As is evident from para 11 of the above A. Padmanabhan case, show cause notice for forfeiture of gratuity was issued on same date when dismissal order was passed.
Kerala High Court
Hdfc Bank Ltd vs The Regional Labour ...
IN THE HIGH COURT OF KERALA AT ERNAKULAM
PRESENT:
THE HONOURABLE MR.JUSTICE A.M.SHAFFIQUE
FRIDAY, THE 29TH DAY OF NOVEMBER 2013/8TH AGRAHAYANA, 1935
WP(C).No. 16283 of 2011 (I)
“14. In the present case the contention is that the services of the employee were terminated for an act which constitutes an offence involving moral turpitude. A Division Bench of this Court in K.C.Mathew v. Plantation W.P.(C) Nos. 16283 of 2-011-I & 16286 of 2011 - I Corporation of Kerala Ltd. (2000) III LLJ 637) held that the gratuity being a statutory right cannot be forfeited unless the services of the employee has been terminated for the reasons stated under S.4(6) of the Act. It is not in dispute that if no loss has been caused to the employer, there cannot be any forfeiture under S.4(6)(a). Even in respect of forfeiture under S.4(6)(b), there is a discretion with the employer to forfeit the gratuity either wholly or partially. It depends upon the facts and circumstances of each case. Therefore once the employee is terminated from service, a right accrues to the employer to either exercise the right of forfeiture either wholly or partially. It again depends upon whether the employee is involved in commission of an offence involving moral turpitude. Normally an employee is entitled for gratuity on the date of his retirement or superannuation as the case may be or at least within a reasonable period. In the case of persons terminated from service, a right to forfeit gratuity shall be passed within a reasonable time. Therefore issuance of a notice to withhold the gratuity is a requirement which cannot be dispensed with. In Gujarat State Fertilisers and Chemicals Ltd. v. Surendra T Amin (2005) 1 LLJ 400) the Gujarat High Court has held that the contention regarding forfeiture cannot be raised for the first time before the authority on account of the fact that exception is carved out in S.4 to protect the damage caused to the employer. Further this issue is covered by a judgment of the learned Single Judge of this Court in Dhanalaxmi Bank Ltd. case (supra). In the light of the aforesaid view taken by this Court, I am of the view that the respondent authorities were justified in directing payment of gratuity as the petitioner Bank did not exercise the option for forfeiture of the gratuity within a reasonable time.”
Thanks
Sushil
From India, New Delhi
Dear Sekhar ,
you must have genuine inqurry document and Charge sheet of the employees who has been terminated from your end. be ensure that have you follow all the legal step which is manadatory for employer.

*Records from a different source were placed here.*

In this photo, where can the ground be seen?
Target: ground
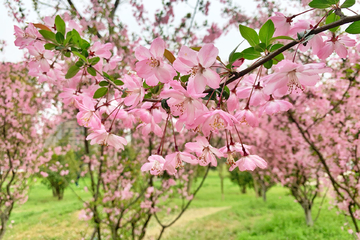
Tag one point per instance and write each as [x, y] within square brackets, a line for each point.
[238, 216]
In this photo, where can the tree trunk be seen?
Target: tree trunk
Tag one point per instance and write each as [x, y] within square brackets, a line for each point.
[308, 217]
[221, 175]
[263, 191]
[3, 220]
[256, 188]
[243, 189]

Employee can claim all the benefit which u have to pay if u dont have any genuine document to produce at compliant file to legal court.
From India, Mumbai
you must have genuine inqurry document and Charge sheet of the employees who has been terminated from your end. be ensure that have you follow all the legal step which is manadatory for employer.
Employee can claim all the benefit which u have to pay if u dont have any genuine document to produce at compliant file to legal court.